I think we're missing a trick here..
I like the idea of a Williams smartphone.. how about an AtariPhone tool with a faux wood finish?
Motorola, or at least the Mobility bit of it owned by Google, has a new logo with a different font and a rainbow circle: but it's too late to help some distressed pinball machine fanatics who've been crying inside for many years. I should explain that I have a very personal relationship with the Motorola logo - and with …
With the passing of years I go out less and less. But the few times I do I still miss dropping a few coins into one of those wonderful machines. The very few pinballs I've spotted since 2005 or so are so poorly designed and built that you don't want to play on them.
One of the things I respect about my former employer Motorola for is how little they messed with the logo over the last 75 years. When I was there around 2002 there was a big push to appeal to the teen market. To move away from the brand that made car and police radios.
The mantra was "not my father's Motorola". The marketing genius, Geoffrey Frost identified much on mobile as the Next Big Thing (shame the software teams let him down), and initiated "Hello Moto".
He offered Jony Ive whatever he wanted to move to Motorola.
And through all this he didn't change the logo or font. I've met lots of very smart marketing people and Frost was head and shoulders above the lot.
Whenever a new 'hot-shot' marketing person starts at a company they do two things - mess with the logo and fire the advertising agency.
Soon after that they get fired.
I think the best thing that came out of Motorola around that time was look of the RZR. However, I know someone who had a SLVR, which I believe was the same as the RAZR but in candybar form and it was just horrible to use and had an awful screen. I believe Mike Z was to thank for that monstrosity. He of later Nortel fame.
Ben Heck is known to many of us as the man who creates game controllers for people with only one hand, or making XBOX 360 laptops... however, he was making his own pinball machine a while back.
If you have a love of hardware hacking, take a look:
http://benheck.com/
His latest projects include a 3D-printed Spam-saver lid (the luncheon meat, not the unwanted email) and a PC keyboard with analogue WASD keys for gaming...
I still play Timeshock! - it was a pretty reasonable sim, and it wouldn't take much ingenuity (a few tilt switches, if you'll pardon the pun) to create a custom controller that responded to body language.
When I was a student, my addiction to Pinball made it to our Freshers welcome book, where they were advised to find me at the Pinball tables, if they needed help.
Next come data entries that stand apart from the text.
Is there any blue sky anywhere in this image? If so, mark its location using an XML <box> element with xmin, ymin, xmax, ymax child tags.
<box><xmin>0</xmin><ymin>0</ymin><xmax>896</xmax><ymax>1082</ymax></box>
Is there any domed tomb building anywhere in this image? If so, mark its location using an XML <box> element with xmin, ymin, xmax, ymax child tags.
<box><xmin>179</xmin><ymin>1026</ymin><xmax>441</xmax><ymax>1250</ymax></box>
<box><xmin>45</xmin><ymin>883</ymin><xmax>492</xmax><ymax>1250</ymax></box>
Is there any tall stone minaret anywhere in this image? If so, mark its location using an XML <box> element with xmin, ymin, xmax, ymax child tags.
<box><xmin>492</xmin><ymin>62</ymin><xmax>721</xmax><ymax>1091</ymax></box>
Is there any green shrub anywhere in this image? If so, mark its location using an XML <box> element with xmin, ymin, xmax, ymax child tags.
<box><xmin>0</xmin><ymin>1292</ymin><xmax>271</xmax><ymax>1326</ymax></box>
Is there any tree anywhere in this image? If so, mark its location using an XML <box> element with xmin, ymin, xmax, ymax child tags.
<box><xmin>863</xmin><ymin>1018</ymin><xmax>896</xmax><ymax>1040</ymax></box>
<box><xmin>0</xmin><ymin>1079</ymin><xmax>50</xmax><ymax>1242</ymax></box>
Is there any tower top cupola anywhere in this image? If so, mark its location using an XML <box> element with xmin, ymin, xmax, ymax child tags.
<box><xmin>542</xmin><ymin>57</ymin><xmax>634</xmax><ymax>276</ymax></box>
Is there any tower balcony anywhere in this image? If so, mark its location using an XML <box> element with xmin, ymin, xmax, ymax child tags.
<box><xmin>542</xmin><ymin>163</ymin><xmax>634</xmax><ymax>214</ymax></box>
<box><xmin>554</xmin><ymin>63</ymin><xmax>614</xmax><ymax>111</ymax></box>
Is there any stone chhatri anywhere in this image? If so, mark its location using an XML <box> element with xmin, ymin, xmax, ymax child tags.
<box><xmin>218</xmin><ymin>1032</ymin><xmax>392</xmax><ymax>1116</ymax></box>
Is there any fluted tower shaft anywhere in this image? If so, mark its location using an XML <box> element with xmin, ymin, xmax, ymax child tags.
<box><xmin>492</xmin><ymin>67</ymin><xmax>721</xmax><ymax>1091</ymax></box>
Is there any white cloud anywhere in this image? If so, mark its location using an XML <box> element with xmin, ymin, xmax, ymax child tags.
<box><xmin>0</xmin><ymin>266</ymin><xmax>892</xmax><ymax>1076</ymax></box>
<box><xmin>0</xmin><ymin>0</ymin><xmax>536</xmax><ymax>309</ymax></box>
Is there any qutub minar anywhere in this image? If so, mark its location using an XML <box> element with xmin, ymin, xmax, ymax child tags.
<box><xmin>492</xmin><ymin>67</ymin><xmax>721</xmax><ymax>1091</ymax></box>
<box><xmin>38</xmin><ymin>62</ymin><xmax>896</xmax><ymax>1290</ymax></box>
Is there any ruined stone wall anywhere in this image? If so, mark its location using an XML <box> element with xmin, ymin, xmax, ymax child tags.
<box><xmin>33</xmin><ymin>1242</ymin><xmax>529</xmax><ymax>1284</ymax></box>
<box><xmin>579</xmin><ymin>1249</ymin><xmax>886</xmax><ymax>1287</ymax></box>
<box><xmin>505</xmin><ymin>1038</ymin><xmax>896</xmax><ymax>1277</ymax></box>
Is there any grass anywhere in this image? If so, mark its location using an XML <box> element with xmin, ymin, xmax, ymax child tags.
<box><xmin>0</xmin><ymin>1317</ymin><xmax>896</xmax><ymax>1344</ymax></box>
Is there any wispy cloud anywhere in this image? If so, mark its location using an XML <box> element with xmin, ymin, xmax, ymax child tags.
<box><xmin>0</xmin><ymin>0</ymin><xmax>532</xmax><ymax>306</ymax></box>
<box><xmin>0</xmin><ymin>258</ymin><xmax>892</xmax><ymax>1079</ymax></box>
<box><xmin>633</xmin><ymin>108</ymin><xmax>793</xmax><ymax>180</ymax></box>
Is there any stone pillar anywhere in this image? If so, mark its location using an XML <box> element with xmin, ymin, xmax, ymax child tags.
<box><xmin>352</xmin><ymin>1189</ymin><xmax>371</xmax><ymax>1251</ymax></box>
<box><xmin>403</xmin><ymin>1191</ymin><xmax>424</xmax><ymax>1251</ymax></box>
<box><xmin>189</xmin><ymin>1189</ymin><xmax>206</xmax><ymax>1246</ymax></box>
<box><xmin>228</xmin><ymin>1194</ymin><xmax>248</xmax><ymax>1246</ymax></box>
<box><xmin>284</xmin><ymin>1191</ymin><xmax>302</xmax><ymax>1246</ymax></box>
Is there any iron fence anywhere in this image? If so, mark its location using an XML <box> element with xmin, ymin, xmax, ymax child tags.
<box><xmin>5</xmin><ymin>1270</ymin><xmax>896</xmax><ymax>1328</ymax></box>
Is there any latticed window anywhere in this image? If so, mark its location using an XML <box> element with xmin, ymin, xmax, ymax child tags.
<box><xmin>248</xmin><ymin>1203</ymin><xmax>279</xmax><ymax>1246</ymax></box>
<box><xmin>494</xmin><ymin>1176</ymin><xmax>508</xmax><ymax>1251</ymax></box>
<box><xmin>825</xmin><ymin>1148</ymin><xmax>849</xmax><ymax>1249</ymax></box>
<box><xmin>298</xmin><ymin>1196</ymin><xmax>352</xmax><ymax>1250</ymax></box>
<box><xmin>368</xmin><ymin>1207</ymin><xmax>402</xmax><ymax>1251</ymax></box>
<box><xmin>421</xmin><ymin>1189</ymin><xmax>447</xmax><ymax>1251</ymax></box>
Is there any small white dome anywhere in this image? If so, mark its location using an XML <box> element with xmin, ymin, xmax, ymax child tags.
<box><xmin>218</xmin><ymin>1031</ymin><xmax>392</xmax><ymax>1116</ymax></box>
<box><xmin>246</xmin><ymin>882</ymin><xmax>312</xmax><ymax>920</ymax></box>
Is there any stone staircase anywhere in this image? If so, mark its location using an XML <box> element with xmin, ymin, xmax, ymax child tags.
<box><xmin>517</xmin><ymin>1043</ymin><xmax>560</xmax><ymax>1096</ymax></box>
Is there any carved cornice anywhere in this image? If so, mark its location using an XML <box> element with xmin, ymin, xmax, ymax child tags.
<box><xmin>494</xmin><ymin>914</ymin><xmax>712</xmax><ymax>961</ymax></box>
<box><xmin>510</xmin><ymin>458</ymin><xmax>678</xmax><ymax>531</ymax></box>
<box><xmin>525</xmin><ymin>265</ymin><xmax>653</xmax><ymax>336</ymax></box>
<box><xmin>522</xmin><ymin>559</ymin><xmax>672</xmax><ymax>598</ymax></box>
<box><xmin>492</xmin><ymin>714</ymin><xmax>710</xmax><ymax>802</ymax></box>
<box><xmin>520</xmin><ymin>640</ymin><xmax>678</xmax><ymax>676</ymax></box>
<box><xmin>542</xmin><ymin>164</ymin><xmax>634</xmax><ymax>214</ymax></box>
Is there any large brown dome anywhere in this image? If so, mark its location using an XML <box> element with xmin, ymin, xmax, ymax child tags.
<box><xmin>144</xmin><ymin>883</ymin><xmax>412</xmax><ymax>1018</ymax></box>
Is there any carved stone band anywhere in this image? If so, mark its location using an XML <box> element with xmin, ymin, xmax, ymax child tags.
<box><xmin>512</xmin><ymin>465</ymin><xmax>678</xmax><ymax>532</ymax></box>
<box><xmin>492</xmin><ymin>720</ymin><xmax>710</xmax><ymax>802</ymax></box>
Also pinball has been in decline for years now, it's really hard to find the real thing in pubs any more. Searching BITE for pubs with pinball in london returns just 18 results, 2 of which are listed as CLOSED, I know the hole in the wall has had medieval madness for years but its completely knackered and unplayable.
http://www.beerintheevening.com/pubs/results.shtml?tc=london&pb=on
When I first started working my housemates and I bought a twilight zone pin between us, god I love that machine!
Not sure about the PC, but Atari (Coin-op) made a pair of Video Pinball machines with a decently-simulated "shooter" (IMHO) and a "nudge" switch in the (very slightly) movable control-panel. The first (Disco-themed, based on the Middle Earth playfield) was called simply "Video Pinball", and sold decently but not spectacularly. The second, "Solar War" (based on the Superman playfield) was ready for production at about the time as Asteroids, so was never sold (although I heard a rumor that 300+ "kits" of electronics were sold to a Greek distributor). Having played both, I can say that the "feel", while not really up to the full mechanical experience, is miles ahead of a console or PC game, and the one I have (sadly, with broken nudge switch) is still running. Unlike my two previous "real" pinball machines.